Bastani, H. et al. (July 15, 2024).
Available at SSRN:
Abstract
Generative artificial intelligence (AI) is poised to revolutionize how humans work, and has already demonstrated promise in significantly improving human productivity. However, a key remaining question is how generative AI affects learning, namely, how humans acquire new skills as they perform tasks. This kind of skill learning is critical to long-term productivity gains, especially in domains where generative AI is fallible and human experts must check its outputs. We study the impact of generative AI, specifically OpenAI's GPT-4, on human learning in the context of math classes at a high school. In a field experiment involving nearly a thousand students, we have deployed and evaluated two GPT based tutors, one that mimics a standard ChatGPT interface (called GPT Base) and one with prompts designed to safeguard learning (called GPT Tutor). These tutors comprise about 15% of the curriculum in each of three grades. Consistent with prior work, our results show that access to GPT-4 significantly improves performance (48% improvement for GPT Base and 127% for GPT Tutor). However, we additionally find that when access is subsequently taken away, students actually perform worse than those who never had access (17% reduction for GPT Base). That is, access to GPT-4 can harm educational outcomes. These negative learning effects are largely mitigated by the safeguards included in GPT Tutor. Our results suggest that students attempt to use GPT-4 as a "crutch" during practice problem sessions, and when successful, perform worse on their own. Thus, to maintain long-term productivity, we must be cautious when deploying generative AI to ensure humans continue to learn critical skills.
Here are some thoughts:
The deployment of GPT-based tutors in educational settings presents a cautionary tale. While generative AI tools like ChatGPT can make tasks significantly easier for humans, they also risk deteriorating our ability to effectively learn essential skills. This phenomenon is not new, as previous technologies like typing and calculators have also reduced the need for certain skills. However, ChatGPT's broader intellectual capabilities and propensity for providing incorrect responses make it unique.

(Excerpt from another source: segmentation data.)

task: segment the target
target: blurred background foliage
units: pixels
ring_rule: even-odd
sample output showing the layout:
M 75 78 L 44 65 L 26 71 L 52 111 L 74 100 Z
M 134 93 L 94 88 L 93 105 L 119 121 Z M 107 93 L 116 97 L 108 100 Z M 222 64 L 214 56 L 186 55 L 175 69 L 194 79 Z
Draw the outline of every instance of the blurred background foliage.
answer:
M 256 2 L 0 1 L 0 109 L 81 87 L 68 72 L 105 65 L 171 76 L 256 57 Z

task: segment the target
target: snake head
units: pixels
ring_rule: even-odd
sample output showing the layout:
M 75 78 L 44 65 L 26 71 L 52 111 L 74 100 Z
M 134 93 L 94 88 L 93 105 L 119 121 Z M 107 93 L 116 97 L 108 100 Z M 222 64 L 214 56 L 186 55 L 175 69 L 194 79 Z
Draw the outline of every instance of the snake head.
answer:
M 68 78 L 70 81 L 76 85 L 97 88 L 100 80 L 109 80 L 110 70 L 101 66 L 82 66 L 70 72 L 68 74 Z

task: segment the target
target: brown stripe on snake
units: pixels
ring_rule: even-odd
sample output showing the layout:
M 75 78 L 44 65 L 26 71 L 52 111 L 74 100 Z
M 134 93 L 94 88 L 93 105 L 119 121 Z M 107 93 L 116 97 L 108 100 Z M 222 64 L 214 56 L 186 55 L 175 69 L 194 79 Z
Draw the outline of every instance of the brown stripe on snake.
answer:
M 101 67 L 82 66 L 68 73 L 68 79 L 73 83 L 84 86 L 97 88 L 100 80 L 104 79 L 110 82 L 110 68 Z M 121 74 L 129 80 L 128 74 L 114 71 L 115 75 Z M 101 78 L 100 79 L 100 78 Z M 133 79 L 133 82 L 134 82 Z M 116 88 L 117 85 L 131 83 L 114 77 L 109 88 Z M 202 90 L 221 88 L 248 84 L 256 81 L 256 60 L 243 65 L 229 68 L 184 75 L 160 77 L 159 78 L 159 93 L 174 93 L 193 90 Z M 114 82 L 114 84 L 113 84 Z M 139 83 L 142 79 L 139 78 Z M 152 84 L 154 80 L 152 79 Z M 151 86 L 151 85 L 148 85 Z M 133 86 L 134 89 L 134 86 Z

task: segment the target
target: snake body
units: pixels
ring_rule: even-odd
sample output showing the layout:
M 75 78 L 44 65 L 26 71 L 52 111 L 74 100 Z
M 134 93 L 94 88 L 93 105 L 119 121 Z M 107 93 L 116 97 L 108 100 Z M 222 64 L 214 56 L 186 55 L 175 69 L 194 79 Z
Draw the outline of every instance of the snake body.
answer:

Unlike earlier technologies, ChatGPT's unreliability and tendency to provide incorrect responses pose significant challenges. Students may struggle to detect these errors or be unwilling to invest the effort required to verify the accuracy of ChatGPT's responses. This can negatively impact their learning and understanding of critical skills. The text suggests that more work is needed to ensure generative AI enhances education rather than diminishes it.
The findings underscore the importance of critical thinking and media literacy in the age of AI. Educators must be aware of the potential risks and benefits of AI-powered tools and design them to augment human capabilities rather than replace them. Accountability and transparency in AI development and deployment are crucial to mitigating these risks. By acknowledging these challenges, we can harness the potential of AI to enhance education and promote meaningful learning.